In fact, the article illustrates the reasons why an MDL proceeding is appropriate and essential to resolving business interruption insurance claims related to COVID-19. In this business interruption litigation regarding the pandemic, there are core common factual and legal issues, and absent creation of an MDL, there is a significant risk that there will be conflicting resolutions of these questions.

The article posits that detailed claims analysis is needed for all aspects of each insured's claim. But ironically, this is belied by what appears to be the insurance companies' own behavior in their handling of COVID-19 business interruption claims: The companies are systematically denying them en masse with little or no investigation, and in form fashion, to the detriment of their customers who are not getting what they paid for.
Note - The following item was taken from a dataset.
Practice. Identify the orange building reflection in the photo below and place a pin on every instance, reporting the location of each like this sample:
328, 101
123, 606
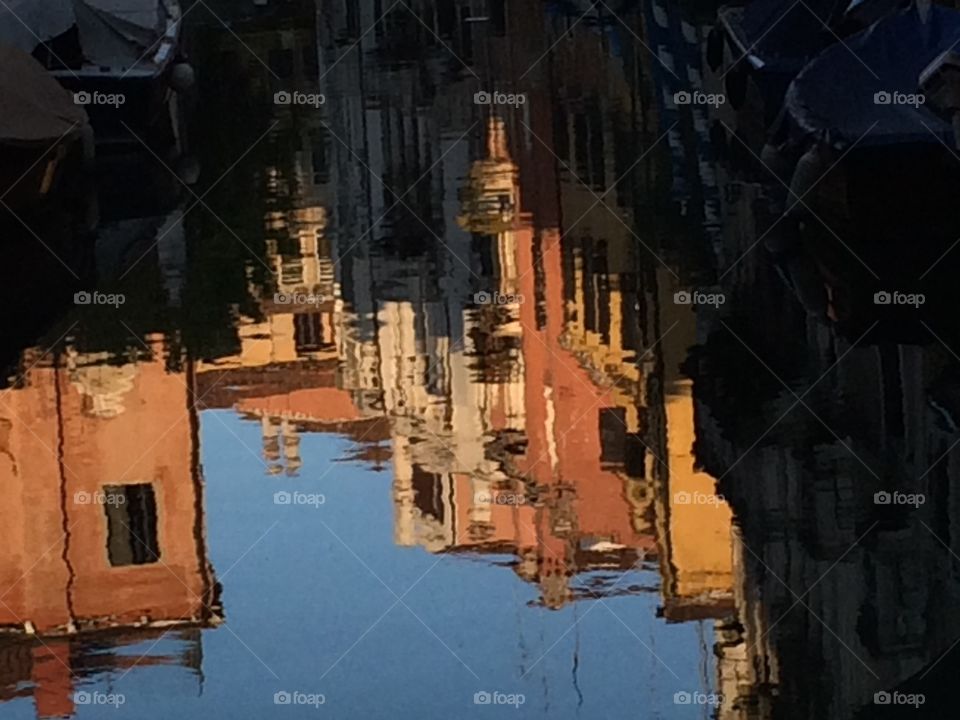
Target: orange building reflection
103, 518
The author suggests that the purpose of the request for an MDL is to create "gravitas and a façade that insurers must pay for the policyholders' business income" and that "concentrated pressures and postures may be created that could lead to findings of coverage." But, moving beyond the creative adjectives, this argument rests on a faulty premise that business interruption insurance requires a physical alteration to property.

However, the law is far from settled on that point and policyholders have presented strong legal arguments why business income and civil authority insurance must pay for losses related to COVID-19 and related civil authority orders.[1] Regardless, "where the litigation involves common factual questions, centralization may be appropriate even though defendants predict that they will prevail on dispositive motions prior to commencement of discovery."[2]

In other words, just because the author assumes wrongly that the merits are weak, is not a reason for the rejection of an MDL proceeding.

The author also misconstrues and underplays the policyholders' arguments for consolidation, pinning them solely on alacrity, or in the author's words, "quick economic resolution to unfavorable business conditions created by COVID-19, without necessarily steering the claims through the detailed requirements of individualized insurance disputes."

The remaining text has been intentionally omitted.